Sunday, May 24, 2009

Rep. Jacque Clements's Conflict of Interest: What Happens When Laws Are Not Enforced

Both Josh Gillespie of Hoosier Access and Gary Welsh of Advance Indiana have excellent reports on conflict of interest troubles faced by Rep. Jacque Clements, a Republican from Clinton County. In short, Clements who had been Auditor of Clinton County, was employed by software vendor Manatron when she was selected at a Republican vacancy in 2004 to fill out the remainder of a state representative's term. She was subsequently re-elected in her own right.

Allegedly in 2004, Rep. Clements failed to note her employment with Manatron, which company received a contract with her Auditor's Office for tax billing software. That contract expired in 2007. Clements, elected to her state representative position, began working part-time as a Deputy Clinton County Auditor (she has since been terminated for allegedly misusing the county's email system.) By the time the Manatron contract ended in 2007, Rep. Clements had begun working for a company, Nikish, which was started by former Manatron employees. While employed by Nikish, Rep. Clements then acted on her own to negotiate a contract with Nikish that would allow the conversion of the Manatron data. A lawsuit filed by the county suggests that the Nikish software is non-compliant with state requirements and the county has incurred damages in having to reconvert the data for Manatron.

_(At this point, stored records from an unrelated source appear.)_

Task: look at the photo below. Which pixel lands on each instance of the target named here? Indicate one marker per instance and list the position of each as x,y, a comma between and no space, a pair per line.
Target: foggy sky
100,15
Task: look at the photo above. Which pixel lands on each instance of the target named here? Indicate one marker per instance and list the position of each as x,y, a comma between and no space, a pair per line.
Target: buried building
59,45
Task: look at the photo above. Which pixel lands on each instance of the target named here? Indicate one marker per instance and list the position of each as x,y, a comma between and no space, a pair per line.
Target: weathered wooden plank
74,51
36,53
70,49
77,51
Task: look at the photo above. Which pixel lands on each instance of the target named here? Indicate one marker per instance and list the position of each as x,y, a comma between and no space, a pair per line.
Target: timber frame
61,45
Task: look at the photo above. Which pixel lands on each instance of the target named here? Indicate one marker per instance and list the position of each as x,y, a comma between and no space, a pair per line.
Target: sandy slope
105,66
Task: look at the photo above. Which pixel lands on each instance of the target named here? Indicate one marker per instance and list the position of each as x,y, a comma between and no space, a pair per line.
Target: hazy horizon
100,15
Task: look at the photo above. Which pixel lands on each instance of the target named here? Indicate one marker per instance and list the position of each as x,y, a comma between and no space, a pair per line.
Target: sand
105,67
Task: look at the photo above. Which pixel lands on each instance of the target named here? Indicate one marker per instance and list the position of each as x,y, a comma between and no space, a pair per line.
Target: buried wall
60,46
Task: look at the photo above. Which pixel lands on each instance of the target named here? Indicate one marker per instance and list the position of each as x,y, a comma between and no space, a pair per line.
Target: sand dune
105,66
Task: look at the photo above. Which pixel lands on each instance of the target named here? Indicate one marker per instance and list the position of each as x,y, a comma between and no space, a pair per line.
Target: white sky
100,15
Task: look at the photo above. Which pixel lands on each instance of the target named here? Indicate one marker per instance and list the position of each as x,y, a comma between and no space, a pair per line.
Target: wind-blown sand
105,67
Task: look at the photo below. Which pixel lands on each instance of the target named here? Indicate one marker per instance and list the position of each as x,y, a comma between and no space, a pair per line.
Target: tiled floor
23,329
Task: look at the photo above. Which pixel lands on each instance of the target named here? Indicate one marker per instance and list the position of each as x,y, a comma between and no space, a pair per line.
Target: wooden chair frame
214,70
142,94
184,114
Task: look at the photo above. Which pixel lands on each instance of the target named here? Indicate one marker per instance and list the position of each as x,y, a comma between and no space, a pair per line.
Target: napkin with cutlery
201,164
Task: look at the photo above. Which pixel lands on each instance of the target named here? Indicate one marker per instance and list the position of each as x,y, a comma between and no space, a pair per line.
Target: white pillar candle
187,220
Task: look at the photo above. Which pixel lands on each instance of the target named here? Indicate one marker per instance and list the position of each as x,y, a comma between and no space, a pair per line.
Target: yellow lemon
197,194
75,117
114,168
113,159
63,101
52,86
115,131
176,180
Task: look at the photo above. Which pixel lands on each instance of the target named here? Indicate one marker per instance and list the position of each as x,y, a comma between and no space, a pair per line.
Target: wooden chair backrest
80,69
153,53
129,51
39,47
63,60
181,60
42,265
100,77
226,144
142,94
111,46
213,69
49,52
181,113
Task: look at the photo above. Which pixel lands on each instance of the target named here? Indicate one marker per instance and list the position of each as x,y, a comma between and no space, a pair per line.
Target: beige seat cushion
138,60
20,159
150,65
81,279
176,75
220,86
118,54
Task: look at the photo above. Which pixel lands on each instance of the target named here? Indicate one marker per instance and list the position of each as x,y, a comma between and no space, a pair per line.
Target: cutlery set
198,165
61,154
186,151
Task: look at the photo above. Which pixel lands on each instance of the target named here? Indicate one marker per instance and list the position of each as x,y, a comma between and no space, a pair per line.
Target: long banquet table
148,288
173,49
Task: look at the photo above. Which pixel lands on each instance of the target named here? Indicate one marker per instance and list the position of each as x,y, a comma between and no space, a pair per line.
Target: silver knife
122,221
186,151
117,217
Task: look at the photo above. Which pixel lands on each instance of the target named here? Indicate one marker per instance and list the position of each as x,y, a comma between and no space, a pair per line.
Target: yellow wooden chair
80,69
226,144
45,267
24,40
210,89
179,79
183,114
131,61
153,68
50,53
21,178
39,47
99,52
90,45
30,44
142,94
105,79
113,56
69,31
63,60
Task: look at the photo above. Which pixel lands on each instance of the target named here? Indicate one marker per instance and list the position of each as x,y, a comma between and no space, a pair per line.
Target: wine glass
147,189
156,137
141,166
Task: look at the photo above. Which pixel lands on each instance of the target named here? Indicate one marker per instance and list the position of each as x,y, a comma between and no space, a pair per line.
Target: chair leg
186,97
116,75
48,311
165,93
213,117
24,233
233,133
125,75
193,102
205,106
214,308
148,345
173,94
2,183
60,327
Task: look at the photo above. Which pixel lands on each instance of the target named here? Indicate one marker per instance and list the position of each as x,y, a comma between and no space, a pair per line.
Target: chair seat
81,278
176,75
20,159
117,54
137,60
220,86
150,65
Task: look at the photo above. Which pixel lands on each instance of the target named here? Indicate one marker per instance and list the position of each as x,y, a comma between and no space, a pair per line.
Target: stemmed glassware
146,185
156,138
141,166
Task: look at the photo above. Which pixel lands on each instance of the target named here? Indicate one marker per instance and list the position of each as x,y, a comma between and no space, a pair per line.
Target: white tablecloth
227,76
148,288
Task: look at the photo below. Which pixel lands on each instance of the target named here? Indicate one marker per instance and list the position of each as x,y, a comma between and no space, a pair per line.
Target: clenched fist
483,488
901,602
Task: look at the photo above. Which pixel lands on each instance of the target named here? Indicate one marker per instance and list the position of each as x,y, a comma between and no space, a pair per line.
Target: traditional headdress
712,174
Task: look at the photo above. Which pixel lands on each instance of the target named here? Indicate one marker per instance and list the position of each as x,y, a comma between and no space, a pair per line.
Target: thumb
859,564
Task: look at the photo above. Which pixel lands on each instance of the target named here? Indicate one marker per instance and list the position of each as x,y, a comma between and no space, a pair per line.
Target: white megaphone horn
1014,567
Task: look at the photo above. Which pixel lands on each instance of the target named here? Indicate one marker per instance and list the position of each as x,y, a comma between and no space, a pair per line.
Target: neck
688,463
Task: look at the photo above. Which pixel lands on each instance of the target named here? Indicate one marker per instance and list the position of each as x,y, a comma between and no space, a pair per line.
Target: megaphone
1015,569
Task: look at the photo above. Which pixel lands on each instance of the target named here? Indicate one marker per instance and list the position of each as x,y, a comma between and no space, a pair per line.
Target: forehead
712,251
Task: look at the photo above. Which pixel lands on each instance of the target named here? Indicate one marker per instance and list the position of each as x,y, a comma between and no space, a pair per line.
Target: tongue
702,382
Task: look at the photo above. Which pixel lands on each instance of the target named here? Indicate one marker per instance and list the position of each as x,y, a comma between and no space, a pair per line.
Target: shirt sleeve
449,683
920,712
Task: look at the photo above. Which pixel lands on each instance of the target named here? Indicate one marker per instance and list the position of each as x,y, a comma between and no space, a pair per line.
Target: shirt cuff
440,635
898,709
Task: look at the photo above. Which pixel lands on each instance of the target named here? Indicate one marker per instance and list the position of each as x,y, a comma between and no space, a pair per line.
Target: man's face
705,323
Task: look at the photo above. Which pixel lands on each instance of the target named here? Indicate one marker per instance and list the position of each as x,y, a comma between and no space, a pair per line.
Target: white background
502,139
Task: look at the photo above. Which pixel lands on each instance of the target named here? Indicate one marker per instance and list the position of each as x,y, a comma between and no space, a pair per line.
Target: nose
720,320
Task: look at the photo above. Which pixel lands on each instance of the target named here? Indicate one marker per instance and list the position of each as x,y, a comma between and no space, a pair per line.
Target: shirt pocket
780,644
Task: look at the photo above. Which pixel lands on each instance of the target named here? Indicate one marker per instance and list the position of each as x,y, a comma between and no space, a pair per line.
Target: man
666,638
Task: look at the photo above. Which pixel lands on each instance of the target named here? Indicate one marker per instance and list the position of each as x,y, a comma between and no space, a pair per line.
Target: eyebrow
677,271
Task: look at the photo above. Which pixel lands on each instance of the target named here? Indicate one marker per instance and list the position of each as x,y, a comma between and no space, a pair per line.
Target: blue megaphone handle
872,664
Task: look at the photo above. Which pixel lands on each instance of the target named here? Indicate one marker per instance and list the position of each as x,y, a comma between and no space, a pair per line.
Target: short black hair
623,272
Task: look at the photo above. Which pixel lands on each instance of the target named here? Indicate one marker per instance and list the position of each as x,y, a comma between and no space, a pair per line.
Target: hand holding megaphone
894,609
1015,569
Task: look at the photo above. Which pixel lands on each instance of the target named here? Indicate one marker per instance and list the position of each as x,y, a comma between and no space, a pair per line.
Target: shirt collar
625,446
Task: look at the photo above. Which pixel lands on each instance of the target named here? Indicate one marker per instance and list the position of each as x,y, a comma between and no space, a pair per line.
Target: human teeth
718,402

I'm not sure it would qualify as a "revolving door" problem since the allegation is that Rep. Clements was simultaneous employed by local government and, perhaps surreptitiously, the private vendors with which government was contracting. Certainly though it appears to be a case of a conflict of interest gone haywire.

While the alleged Clements' conflict of interest situation may appear to be extreme, certainly there are plenty of other examples of similar conflicts of interest all over the state. The growth of privatization has opened the door to government contractors, wanting to curry favor with government, shoveling jobs and money to past and present government officials as well as their family members.

In some cases, Indiana has insufficient laws to deal with such conflicts of interest. In other cases, we have law enforcement officials and county prosecutors who are simply uninterested in enforcing conflict of interest laws, especially when doing so might result in the prosecution of political allies. Public officials, seeing laws not being enforced, continue to push the conflict of interest envelope to even more brazen levels.

In addition to better and more strict conflict of interest laws, the Indiana General Assembly needs to consider giving the power to prosecute these white collar political crimes to someone other than the local county prosecutor. The Attorney General is an obvious candidate for such authority. Likewise, what would help is if President Obama appoints a U.S. Attorney for the Southern District who is aggressive about going after white collar crime and public corruption. Let's keep our fingers crossed. Hopefully the Clements' case will spark much needed changes.

2 comments:

Diana Vice said...

There's a story behind this story, Paul. The only reason that Jacque is the state representative in the first place is because of strong-armed politics on the part of the Clinton County GOP chairman. (Seems like we have a female version of Tom John in our county.) After Jim Buck's departure, precinct committeemen gathered to elect his replacement. The first round of voting put a Kokomo man (VanNatter) in the seat vacated by Jim Buck. There was a back door meeting after the first vote where the Clinton Co. Chairman basically threatened the precinct committeemen, and gave orders to vote for Jacque Clements during a second vote, which would place her on the ballot. One or two precinct committeemen did resign after being threatened. In the end, VanNatter served as state rep for the remainder of Buck's term, but Clements was placed on the ballot because of the strong armed tactics. You just reported the end result, and it's a huge black eye for the Clinton County GOP. There have been other embarassing problems brought to light recently involving Clinton County GOP office holders. It's time for new leadership in Clinton County, and I know a group of reputable citizens are quietly working on it behind the scenes.

Paul K. Ogden said...

Diana,

Thanks for the background. it does sounds like a smaller version of Marion County GOP politics up there.